This morning, the boys and I popped out to the beach to visit some old friends of mine. Old friends. I’ve known them 20 years, which is around the half-my-life mark, so they qualify. I met them when I was living in London. In fact, I lived with them when I was living in London.
They remind me of a time in my life that was fraught with emotion – the highs and lows – and filled with the pursuit of fun. They remind me of afternoons spent playing 500 and drinking vodka and fresh lime. Scrabble championships. Sofas that were always full of Australian backpackers. A front door that was always open to friends (even at 4am).
They remind me of evenings spent in a smokey pub with a pint and a packet of crisps. Of music and comedy and films and even a rollercoaster or two. Of people who cleaned the bath three or four times a week and people who never cleaned it at all.
Of laughter. So much laughter.
“Who are we visiting?” asked the boys.
“I used to live with them in London.”
“Did you used to live in London?” asked Mr8.
“Where’s London?” asked Mr5.
It made me think about all the questions I should have asked my Mum and Dad by now. About the stuff we tell our children, and the stuff we don’t.
Later, back at home, as the sun grew weaker and a storm began to roll in, we decided that we would go for a bushwalk.

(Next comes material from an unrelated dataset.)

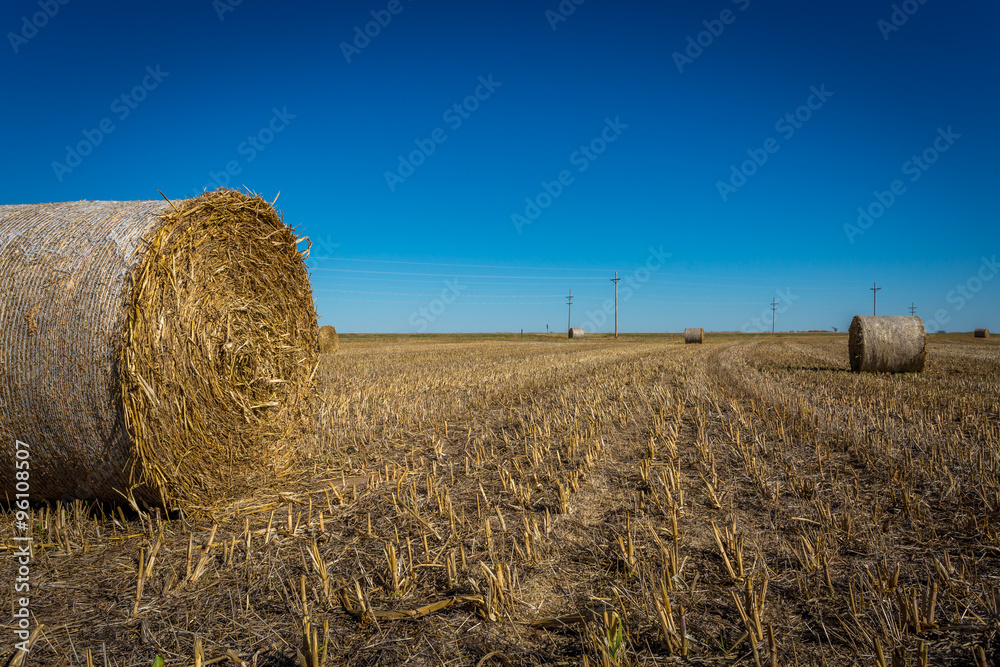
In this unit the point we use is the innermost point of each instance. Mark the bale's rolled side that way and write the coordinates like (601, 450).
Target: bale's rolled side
(156, 351)
(328, 342)
(887, 344)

One of the joys of Fibrotown is the proximity of bushwalks. There’s one right in the middle of town. I have memories of spending hours there as children, on our own. It was just up the road. Did we spend hours there, on our own, or did it just seem that way?
Going back there today was like visiting an old friend. As I followed the boys along the trail, I wondered when I would feel comfortable letting them spend hours up there on their own. I couldn’t formulate a response, even in my own head.
Has the world changed so much, or have I?